Иисус — всегда задумчивый, как «страшно задумчивый» вечерний воздух и свет. У него мягкие волосы, смуглое лицо, «маленькие загорелые ноги», легкая сутуловатость «от привычки думать при ходьбе». «Дух светлого противоречия» «неудержимо» влечет его к отверженным и нелюбимым. Каким-то обаянием, еле ощутимым, — как женственная любовь его к «зеленой Галилее», — он отделен от учеников, и все они ходят под его то суровым, то мягким, испытующим взором. Он любит слушать веселые рассказы, хохотать и плакать. Любит гладить курчавых детей и нежно пускает «холодное тельце» голубой ящерицы на свою теплую руку. Он устает иногда, грустит или радуется. Он любит вино и амбру; и особенно любит благовонное дорогое миро. И для всех он — «нежный и прекрасный цветок, благоухающая роза ливанская».

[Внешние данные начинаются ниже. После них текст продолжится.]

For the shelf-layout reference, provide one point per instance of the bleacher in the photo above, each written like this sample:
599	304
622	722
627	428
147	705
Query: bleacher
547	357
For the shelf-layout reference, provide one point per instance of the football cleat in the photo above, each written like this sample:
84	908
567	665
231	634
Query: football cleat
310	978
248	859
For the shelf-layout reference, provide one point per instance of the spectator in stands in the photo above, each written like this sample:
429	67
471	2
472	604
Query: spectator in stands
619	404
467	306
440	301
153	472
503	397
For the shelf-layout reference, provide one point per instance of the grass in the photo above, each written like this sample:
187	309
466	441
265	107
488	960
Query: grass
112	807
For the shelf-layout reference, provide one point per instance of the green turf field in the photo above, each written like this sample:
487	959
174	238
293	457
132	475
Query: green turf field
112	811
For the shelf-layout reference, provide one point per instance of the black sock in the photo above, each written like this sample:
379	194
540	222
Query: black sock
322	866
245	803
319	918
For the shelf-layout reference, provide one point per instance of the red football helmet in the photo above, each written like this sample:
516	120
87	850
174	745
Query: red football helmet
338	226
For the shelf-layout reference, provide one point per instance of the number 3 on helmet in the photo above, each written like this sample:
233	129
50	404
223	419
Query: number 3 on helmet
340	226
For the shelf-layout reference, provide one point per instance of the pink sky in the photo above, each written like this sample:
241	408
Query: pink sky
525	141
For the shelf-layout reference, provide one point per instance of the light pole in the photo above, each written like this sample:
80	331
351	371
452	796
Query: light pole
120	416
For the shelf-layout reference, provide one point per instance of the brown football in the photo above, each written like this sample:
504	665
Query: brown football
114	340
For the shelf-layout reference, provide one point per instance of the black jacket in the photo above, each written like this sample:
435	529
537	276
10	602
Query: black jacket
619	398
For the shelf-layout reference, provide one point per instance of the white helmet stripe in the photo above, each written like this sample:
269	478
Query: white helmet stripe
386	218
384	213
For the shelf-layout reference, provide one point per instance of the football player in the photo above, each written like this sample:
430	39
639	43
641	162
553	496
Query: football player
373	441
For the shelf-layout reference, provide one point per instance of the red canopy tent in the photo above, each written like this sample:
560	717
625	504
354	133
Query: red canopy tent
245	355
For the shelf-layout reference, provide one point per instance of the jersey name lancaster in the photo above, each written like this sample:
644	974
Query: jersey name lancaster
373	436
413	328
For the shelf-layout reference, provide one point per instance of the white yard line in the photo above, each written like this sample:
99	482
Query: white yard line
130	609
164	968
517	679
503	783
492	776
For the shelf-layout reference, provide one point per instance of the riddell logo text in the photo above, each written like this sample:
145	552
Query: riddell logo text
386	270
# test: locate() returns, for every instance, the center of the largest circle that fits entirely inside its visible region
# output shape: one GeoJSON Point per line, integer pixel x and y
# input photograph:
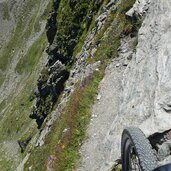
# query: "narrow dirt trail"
{"type": "Point", "coordinates": [104, 112]}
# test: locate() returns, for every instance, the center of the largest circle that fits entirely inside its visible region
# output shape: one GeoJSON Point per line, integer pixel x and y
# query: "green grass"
{"type": "Point", "coordinates": [76, 115]}
{"type": "Point", "coordinates": [6, 15]}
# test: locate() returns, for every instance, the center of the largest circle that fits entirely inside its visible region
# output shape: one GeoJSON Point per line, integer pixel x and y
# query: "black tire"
{"type": "Point", "coordinates": [134, 141]}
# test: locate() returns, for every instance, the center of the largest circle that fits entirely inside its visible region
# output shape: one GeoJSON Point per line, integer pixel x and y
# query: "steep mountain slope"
{"type": "Point", "coordinates": [58, 58]}
{"type": "Point", "coordinates": [134, 92]}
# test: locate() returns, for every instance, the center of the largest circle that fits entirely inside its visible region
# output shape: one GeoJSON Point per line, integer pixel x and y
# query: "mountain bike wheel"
{"type": "Point", "coordinates": [136, 151]}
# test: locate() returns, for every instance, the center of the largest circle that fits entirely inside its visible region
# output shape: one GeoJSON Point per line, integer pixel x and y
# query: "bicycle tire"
{"type": "Point", "coordinates": [133, 137]}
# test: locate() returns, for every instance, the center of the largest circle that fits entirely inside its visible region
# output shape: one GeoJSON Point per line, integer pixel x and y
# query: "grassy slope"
{"type": "Point", "coordinates": [15, 123]}
{"type": "Point", "coordinates": [62, 148]}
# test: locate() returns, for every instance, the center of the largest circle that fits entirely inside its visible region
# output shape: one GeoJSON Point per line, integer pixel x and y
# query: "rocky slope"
{"type": "Point", "coordinates": [52, 61]}
{"type": "Point", "coordinates": [134, 92]}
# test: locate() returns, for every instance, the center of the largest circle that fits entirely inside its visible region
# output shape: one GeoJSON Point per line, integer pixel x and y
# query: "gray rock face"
{"type": "Point", "coordinates": [146, 84]}
{"type": "Point", "coordinates": [140, 93]}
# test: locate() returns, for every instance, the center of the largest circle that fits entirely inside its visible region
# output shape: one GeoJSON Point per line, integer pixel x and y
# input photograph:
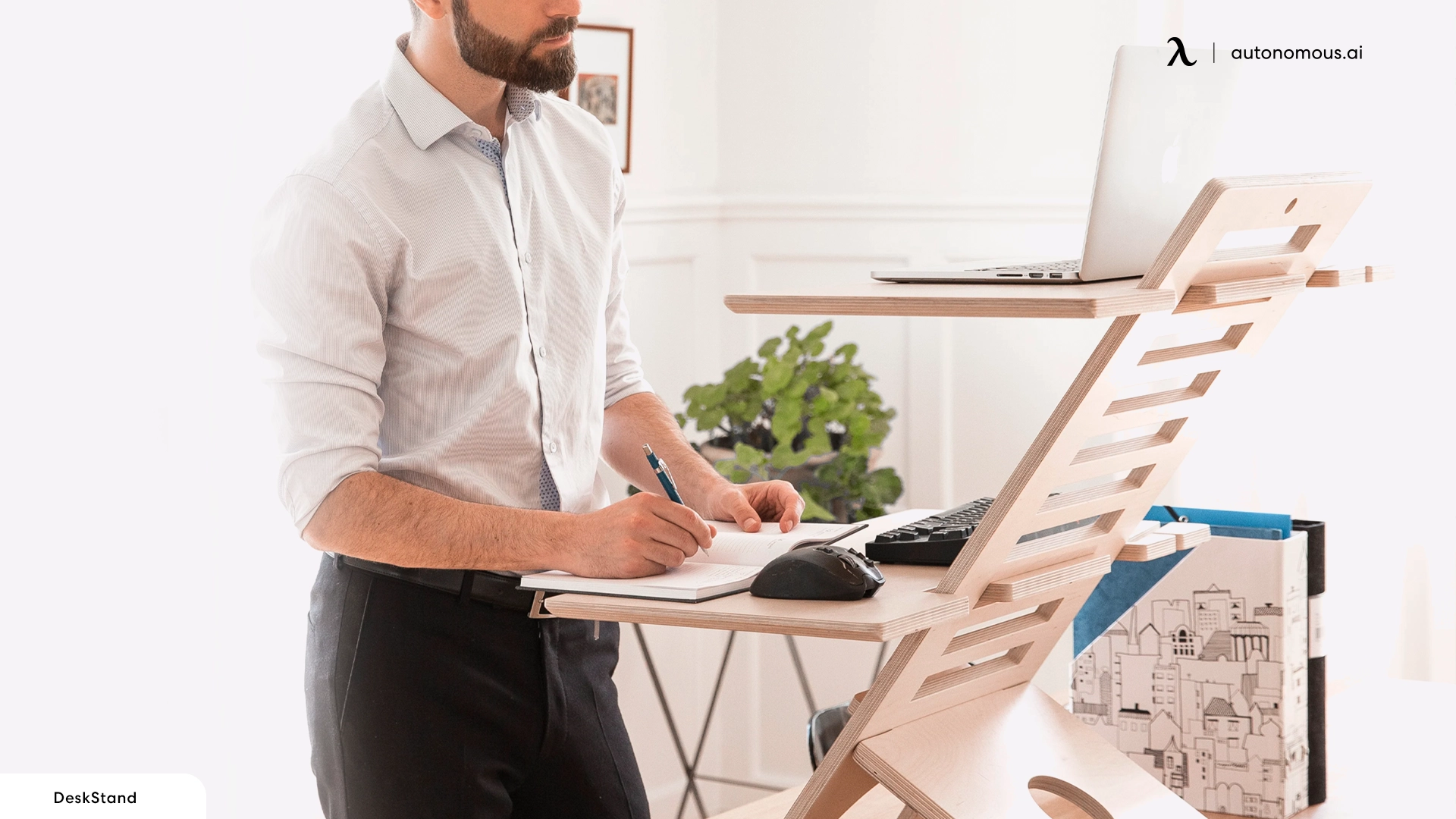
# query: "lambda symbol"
{"type": "Point", "coordinates": [1178, 55]}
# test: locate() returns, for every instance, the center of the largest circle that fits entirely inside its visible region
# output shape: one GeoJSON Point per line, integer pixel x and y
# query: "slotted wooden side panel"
{"type": "Point", "coordinates": [1104, 455]}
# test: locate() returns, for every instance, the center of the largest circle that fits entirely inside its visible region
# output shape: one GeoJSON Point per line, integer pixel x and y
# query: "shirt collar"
{"type": "Point", "coordinates": [425, 112]}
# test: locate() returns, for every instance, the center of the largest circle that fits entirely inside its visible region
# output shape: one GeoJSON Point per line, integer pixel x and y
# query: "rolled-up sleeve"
{"type": "Point", "coordinates": [623, 362]}
{"type": "Point", "coordinates": [322, 284]}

Иоанн — «любимый ученик» — «тихий, с дрожащими руками и кусающейся речью». Он брезглив, недоверчив, много молчит, частью от лени, частью от женственного коварства. Он соображает быстро и находится легко в трудных обстоятельствах. Ему легко было поцеловать для всех ненавистного Иуду, ибо так велел учитель, с которым он хочет быть рядом в царствии небесном. Это он отыскал для Иисуса голубенькую ящерицу в островерхих камнях, и он же говорил после распятия о «прекрасной жертве» Иисуса. Таков Иоанн — «красивый, чистый, не имеющий ни одного пятна на снежно белой совести».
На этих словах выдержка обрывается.